La doctrine peut être fort commode pour le gouvernement des États-Unis, elle l’est peu pour des gouvernemens plus réguliers. Le ministre anglais était parfaitement en droit de répondre à M. Webster : Le droit des neutres, comme tout autre droit, est réciproque ; nous respectons vos lois tant qu’elles nous protègent, mais dès que vous ne pouvez ou ne voulez pas les faire exécuter, nous recouvrons le droit de défense personnelle ; la violation active ou passive, de votre part, du droit international, nous rend l’usage du droit naturel, et nous nous faisons nous-mêmes la justice que vos propres lois nous doivent et que vous ne nous faites pas.

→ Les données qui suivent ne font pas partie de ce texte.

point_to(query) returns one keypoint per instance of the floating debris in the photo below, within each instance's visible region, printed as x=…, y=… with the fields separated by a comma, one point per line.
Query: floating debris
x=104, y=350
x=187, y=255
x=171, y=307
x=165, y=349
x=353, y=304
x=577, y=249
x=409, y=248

M. Webster fait usage de raisonnemens vraiment très particuliers pour justifier sa thèse. Il dit que sur une frontière comme celle qui sépare les possessions anglaises des états américains, assez étendue pour couper l’Europe en deux moitiés, il doit se présenter souvent des cas de collision indépendans de la volonté des deux gouvernemens, et il ajoute ces curieuses paroles : « Cela peut arriver d’autant mieux, sans qu’on puisse en faire un reproche aux États-Unis, que leurs institutions ne leur permettent pas d’entretenir de grandes armées permanentes en temps de paix, et que leur situation les exempte heureusement de la nécessité de maintenir ces dispendieux et dangereux établissemens. »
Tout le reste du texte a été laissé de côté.